No entanto, isto não significa que, através de leis extravagantes, o direito não possa criar outras formas de penas acessórias, como, aliás, já se mostram criadas, nomeadamente no domínio da economia nacional (artigo 8.º do Decreto-Lei n.º 28/84, de 20 de Janeiro, no âmbito fiscal, etc.)
Referentemente às medidas de segurança emolduradas no Código Penal e em leis extravagantes, dir-se-á que elas podem abarcar medidas detentivas ou privativas da liberdade - o internamento de inimputáveis - e medidas não detentivas - a interdição de profissões (cf. Lições de Direito Penal, 2, parte geral, 1988, a pp. 6 e seguintes, do citado professor).
Ainda no atinente às medidas de segurança, demos a palavra a Cavaleiro de Ferreira que, no seu Direito Penal Português, II, parte geral, edição de 1982, a pp. 356 e seguintes, escreve:
Consideramos medidas de segurança as medidas destinadas a prevenir a futura delinquência, e que têm como pressuposto a perigosidade criminal.
Quanto às medidas de segurança não privativas da liberdade, aponta três espécies:
A liberdade vigiada;

A caução de boa conduta; e


A interdição do exercício de profissões e a expulsão do território nacional.
E que ao lado da interdição do exercício de uma profissão, em casos especiais, a legislação proíbe o exercício de um direito ou de uma actividade.

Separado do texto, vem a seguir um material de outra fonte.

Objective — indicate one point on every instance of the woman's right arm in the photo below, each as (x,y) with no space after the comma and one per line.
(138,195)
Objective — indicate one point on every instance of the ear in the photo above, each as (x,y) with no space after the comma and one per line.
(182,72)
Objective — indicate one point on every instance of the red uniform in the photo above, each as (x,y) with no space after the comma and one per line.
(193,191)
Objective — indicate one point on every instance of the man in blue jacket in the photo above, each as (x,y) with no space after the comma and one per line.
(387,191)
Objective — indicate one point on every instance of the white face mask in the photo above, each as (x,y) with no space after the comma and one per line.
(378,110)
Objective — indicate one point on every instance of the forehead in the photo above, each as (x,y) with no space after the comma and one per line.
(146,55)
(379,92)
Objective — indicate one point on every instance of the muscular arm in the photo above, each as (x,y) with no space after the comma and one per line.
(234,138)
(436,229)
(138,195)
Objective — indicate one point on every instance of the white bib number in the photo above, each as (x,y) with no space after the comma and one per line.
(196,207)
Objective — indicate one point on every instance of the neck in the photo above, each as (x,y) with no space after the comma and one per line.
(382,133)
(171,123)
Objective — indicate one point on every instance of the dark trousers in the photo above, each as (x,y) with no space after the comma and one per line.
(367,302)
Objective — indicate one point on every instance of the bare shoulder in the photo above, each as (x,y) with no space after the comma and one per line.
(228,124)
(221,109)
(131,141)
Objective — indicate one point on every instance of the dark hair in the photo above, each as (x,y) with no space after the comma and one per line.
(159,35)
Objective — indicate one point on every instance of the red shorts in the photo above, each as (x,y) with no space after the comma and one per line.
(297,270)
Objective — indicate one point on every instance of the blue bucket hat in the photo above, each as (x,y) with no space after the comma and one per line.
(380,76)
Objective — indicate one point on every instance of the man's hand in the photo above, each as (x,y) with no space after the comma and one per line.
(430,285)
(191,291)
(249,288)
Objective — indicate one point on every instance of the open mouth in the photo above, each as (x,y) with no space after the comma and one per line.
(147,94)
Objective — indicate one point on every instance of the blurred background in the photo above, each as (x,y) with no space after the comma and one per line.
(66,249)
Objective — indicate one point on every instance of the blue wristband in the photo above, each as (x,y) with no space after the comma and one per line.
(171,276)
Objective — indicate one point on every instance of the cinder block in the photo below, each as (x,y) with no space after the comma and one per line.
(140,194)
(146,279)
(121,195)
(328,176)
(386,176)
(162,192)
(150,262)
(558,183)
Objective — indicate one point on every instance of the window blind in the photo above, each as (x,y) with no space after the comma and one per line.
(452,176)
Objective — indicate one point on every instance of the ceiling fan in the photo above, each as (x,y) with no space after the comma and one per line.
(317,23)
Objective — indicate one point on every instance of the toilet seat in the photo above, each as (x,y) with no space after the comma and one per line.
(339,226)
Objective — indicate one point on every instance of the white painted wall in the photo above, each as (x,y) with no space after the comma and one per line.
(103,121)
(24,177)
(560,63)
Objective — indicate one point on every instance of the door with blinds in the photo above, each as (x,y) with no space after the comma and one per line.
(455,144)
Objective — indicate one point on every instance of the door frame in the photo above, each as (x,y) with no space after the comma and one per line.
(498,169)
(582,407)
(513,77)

De frequente aplicação é, neste particular, a inibição do direito de conduzir automóveis.
Esta inibição constitui uma inabilidade ou incapacidade (privação de um direito), que pode tomar a natureza de pena (enquanto efeito da pena), ou de medida de segurança.
Será efeito da pena, quando constitui uma incapacidade resultante de uma ou várias condenações penais.
Será medida de segurança, quando a interdição é decretada judicialmente, autonomamente ou como acessória de uma pena, e não em consequência de condenações anteriores.
5 - Estas as traves mestras que nos hão-de nortear na resolução da ardua quaestio submetida à cognição deste alto Tribunal.
Postas fora da peleja as teorias que atribuem à inibição do direito de conduzir a qualidade de efeitos penais da condenação ou de medida de política, a primeira pelas razões de que os efeitos penais não são pelo Código Penal expressamente reconhecidos, fazendo parte das penas, e a segunda pela circunstância de cortar cerce o direito que ao arguido assiste ao recurso para os tribunais, o que altamente o prejudicaria, o nosso estudo passará a ficar restringido à opção pela pena acessória ou pela medida de segurança.
Operando uma profunda meditação, a orientação que o nosso espírito melhor acolhe vai no sentido de outorgar à inibição do direito de conduzir o carisma jurídico de uma medida de segurança, pela seguinte ordem de considerações:
Em primeiro lugar, porque, como atrás se deixou exarado, para que estivéssemos em fase de uma pena acessória, consignada no artigo 69.º do Código Penal, necessário se tornaria que o arguido tivesse sido condenado numa pena, em concreto, superior a dois anos de prisão, nos termos do n.º 3 do artigo 66.º do citado diploma, requisito exigível para a observação de todas as penas acessórias (cf. Figueiredo Dias, in loc. citada, a p. 176).
Ora, no caso sub judice, o arguido mostra-se penalizado com a pena de um ano de prisão.
Isto seria o bastante para afastar, por carência de tão importante pressuposto, o ponto de vista de que nos achamos em presença de pena acessória.
Por outro lado, a pena acessória implica sempre a prática e a condenação por um crime anterior.
Acontece, porém, que há situações legais em que se torna necessária a decretação da inibição do direito de conduzir sem que, contudo, o arguido haja perpetrado qualquer infracção.
Assim, nesses casos também se teria de arredar a existência de uma pena acessória, já que esta implica sempre, nos termos dos cânones legais, a prática e a condenação por uma infracção anterior.
Mas há mais.

Em segundo lugar, uma questão de uniformização da jurisprudência.
Não será despiciendo anotar que este Supremo Tribunal, desde há mais de 30 anos, vem, sem variação ou mudança, propugnando na direcção de que a inibição do direito de conduzir constitui uma medida de segurança.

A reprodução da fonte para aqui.